Martine avance à petits pas rapides sous la pluie fine et froide de fin septembre, en faisant très attention à ne pas mouiller ses chaussures en toile dorée. Encore quelques mètres et elle sera bien au chaud. Heureusement il fait toujours bon chez Madame Wilde et elle va certainement lui servir un thé agréablement parfumé comme d’habitude. C’est une des choses que Martine adore en Angleterre : elle est toujours sûre d’avoir une bonne tasse de thé avec des petits gâteaux lorsqu’elle va travailler chez ses clients. Ou plutôt chez ses clientes car pour le moment Martine ne fait de traduction pour le compte d’aucun gentleman. Mais cela ne lui manque pas, après tout elle s’est toujours sentie plus à l’aise en compagnie des femmes. Martine pousse le petit portail de la maison, monte les quelques marches et sonne comme tous les jeudis à 16h précises. La séance se passe bien, comme d’habitude, avec Mme Wilde, Martine est efficace. Cent quarante-trois pages déjà traduites en français du fameux Portrait de Dorian Gray, écrit par le défunt frère de Mme Wilde. Et bien sûr Martine prend un plaisir particulier à travailler directement à partir du manuscrit original.

– Je suis très contente de votre travail, chère Martine. Mon frère, j’en suis persuadée, le serait tout autant.

Martine sourit. Elle aime beaucoup l’accent de cette dame lorsqu’elle s’adresse à elle en français.

– Me feriez-vous le plaisir de rester dîner ? Ma nièce arrive de Londres dans moins d’une heure et elle est justement en train de préparer son voyage à Paris. Je pense que vous pourrez avoir avec elle quelques conversations intéressantes.

Martine hésite. Elle n’est pas en tenue pour dîner et de surcroît avec une inconnue venue de Londres. Mais en même temps, elle est curieuse. Elle est toujours curieuse Martine, elle aime regarder les gens, comprendre leur personnalité, jouer leur jeu.

Elle prend un air gêné et dit :

– Oh, cela serait avec grand plaisir, mais…

– Il n’y a pas de « mais », my dear. Ma nièce serait plus que déçue de ne pas vous rencontrer !

Martine rougit. Elle regarde ses chaussures et se dit que cela lui est impossible. Elle ne se sentirait pas à l’aise dans cette tenue. Elle invite alors Mme Wilde à lui rendre visite le lendemain, pour le thé par exemple. Elle pourrait ainsi montrer à sa nièce les deux manuscrits originaux de Marcel Proust en personne. Ainsi que toute sa collection de photos de Paris. Elle en a même une avec cette horrible tour que les Français ne se décident pas à démolir : la tour Eiffel.

Mme Wilde aime l’idée. Elle-même ne pourra pas être de la partie car elle a déjà des engagements par ailleurs, mais c’est entendu, elle enverra sa nièce à 17h précises. Martine la remercie, ramasse ses papiers et quitte la maison, ravie de cette nouvelle perspective.
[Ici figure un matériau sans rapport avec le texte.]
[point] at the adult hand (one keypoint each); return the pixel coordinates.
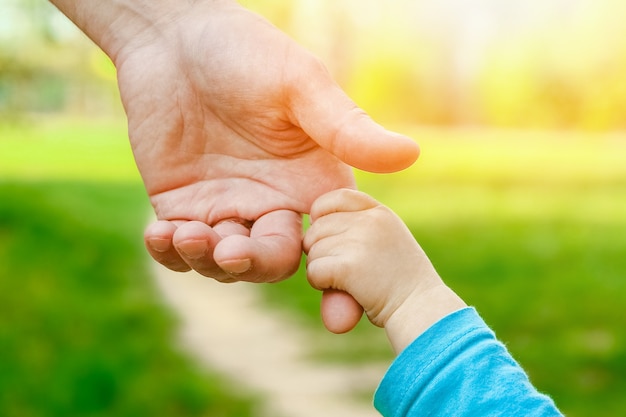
(235, 129)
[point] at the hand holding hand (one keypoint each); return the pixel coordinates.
(357, 245)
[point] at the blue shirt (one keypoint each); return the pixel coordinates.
(458, 368)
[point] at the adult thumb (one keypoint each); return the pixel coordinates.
(337, 124)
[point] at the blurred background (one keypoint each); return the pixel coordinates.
(519, 198)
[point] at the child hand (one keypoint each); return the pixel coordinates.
(357, 245)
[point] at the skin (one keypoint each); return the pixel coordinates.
(359, 246)
(235, 129)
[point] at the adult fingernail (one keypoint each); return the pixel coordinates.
(193, 249)
(159, 245)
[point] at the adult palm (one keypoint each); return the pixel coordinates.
(236, 130)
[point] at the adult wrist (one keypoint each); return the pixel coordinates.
(118, 25)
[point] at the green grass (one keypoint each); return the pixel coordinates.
(82, 330)
(530, 229)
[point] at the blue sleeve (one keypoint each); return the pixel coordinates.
(458, 368)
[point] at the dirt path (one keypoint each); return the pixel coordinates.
(223, 326)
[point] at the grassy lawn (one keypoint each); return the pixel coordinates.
(529, 228)
(82, 331)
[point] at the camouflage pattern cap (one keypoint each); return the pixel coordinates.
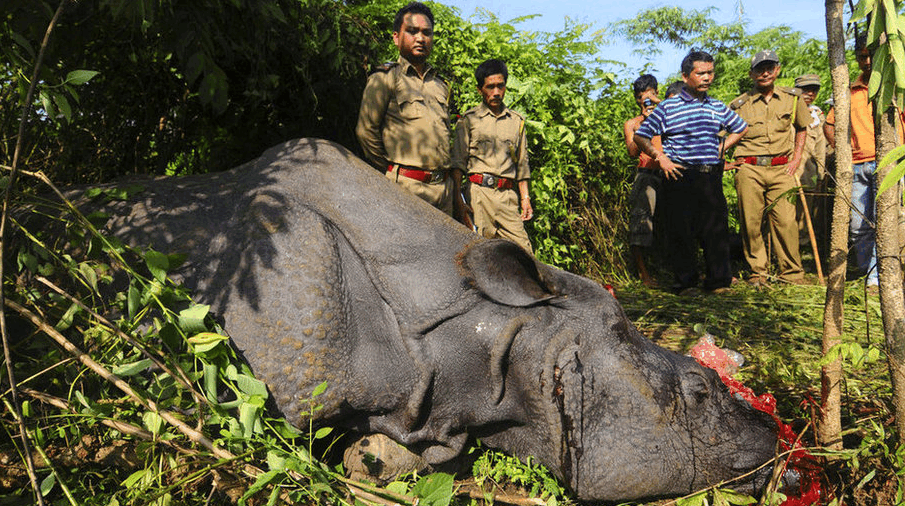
(762, 56)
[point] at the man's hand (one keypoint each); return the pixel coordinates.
(654, 99)
(670, 169)
(527, 211)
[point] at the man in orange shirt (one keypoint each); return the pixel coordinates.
(862, 227)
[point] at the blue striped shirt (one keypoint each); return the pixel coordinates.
(688, 128)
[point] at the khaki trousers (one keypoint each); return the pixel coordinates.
(437, 194)
(758, 187)
(497, 214)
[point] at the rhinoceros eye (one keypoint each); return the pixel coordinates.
(695, 387)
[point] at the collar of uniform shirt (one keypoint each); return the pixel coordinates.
(688, 97)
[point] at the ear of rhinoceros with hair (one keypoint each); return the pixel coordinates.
(616, 416)
(324, 270)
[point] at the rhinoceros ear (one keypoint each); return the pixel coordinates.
(504, 272)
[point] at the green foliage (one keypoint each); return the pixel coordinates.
(172, 356)
(181, 87)
(731, 46)
(580, 171)
(495, 469)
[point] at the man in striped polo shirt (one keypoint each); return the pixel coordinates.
(692, 164)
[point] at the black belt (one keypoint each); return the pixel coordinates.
(704, 168)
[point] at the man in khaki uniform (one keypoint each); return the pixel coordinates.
(491, 149)
(812, 170)
(766, 158)
(403, 123)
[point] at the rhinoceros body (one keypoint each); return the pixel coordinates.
(323, 270)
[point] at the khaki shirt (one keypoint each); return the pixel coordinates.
(770, 124)
(404, 119)
(491, 144)
(815, 144)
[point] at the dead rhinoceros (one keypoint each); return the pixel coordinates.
(323, 270)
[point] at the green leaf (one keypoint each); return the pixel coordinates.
(63, 105)
(251, 386)
(249, 416)
(89, 274)
(694, 500)
(135, 477)
(210, 380)
(205, 342)
(263, 480)
(28, 261)
(158, 264)
(729, 496)
(434, 489)
(152, 421)
(191, 320)
(133, 300)
(398, 487)
(47, 104)
(78, 77)
(79, 396)
(275, 462)
(893, 176)
(67, 318)
(133, 368)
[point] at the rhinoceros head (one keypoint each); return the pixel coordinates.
(616, 416)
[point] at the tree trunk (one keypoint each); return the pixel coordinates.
(830, 427)
(892, 301)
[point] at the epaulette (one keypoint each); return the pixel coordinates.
(386, 67)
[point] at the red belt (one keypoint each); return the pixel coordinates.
(425, 176)
(491, 181)
(764, 160)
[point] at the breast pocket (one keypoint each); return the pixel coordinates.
(411, 105)
(782, 119)
(482, 145)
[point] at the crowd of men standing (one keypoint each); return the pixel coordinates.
(781, 141)
(777, 137)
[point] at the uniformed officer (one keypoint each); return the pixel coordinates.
(490, 147)
(812, 169)
(766, 158)
(403, 123)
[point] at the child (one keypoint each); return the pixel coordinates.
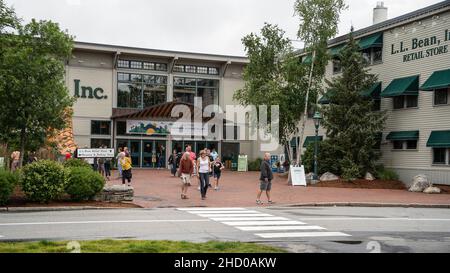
(218, 167)
(126, 169)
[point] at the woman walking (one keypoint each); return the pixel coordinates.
(203, 169)
(119, 158)
(126, 169)
(186, 169)
(217, 170)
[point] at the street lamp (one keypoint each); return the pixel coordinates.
(317, 117)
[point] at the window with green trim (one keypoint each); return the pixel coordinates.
(441, 96)
(439, 155)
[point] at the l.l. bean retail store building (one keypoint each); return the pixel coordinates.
(125, 97)
(410, 55)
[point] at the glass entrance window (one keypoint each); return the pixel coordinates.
(147, 154)
(160, 152)
(140, 91)
(185, 89)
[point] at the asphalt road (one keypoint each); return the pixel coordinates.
(305, 229)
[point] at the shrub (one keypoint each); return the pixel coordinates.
(8, 181)
(43, 181)
(328, 158)
(255, 165)
(350, 170)
(385, 174)
(74, 162)
(83, 183)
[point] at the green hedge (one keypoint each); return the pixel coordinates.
(83, 183)
(74, 162)
(8, 182)
(43, 181)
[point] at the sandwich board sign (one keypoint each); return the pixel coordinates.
(297, 176)
(242, 163)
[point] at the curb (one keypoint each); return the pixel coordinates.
(71, 208)
(362, 204)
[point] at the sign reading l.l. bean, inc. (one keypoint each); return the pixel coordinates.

Le vendredi 28 septembre, à 17h et une minute, Martine arrange encore les deux tasses sur leurs soucoupes. Tout est en place. Dès que la sonnette retentira, Mary ira ouvrir la porte, débarrassera la nièce de son manteau, la conduira dans le salon. Martine se lèvera pour lui serrer les deux mains d’un geste chaleureux qu’elle a révisé plusieurs fois aujourd’hui devant la glace.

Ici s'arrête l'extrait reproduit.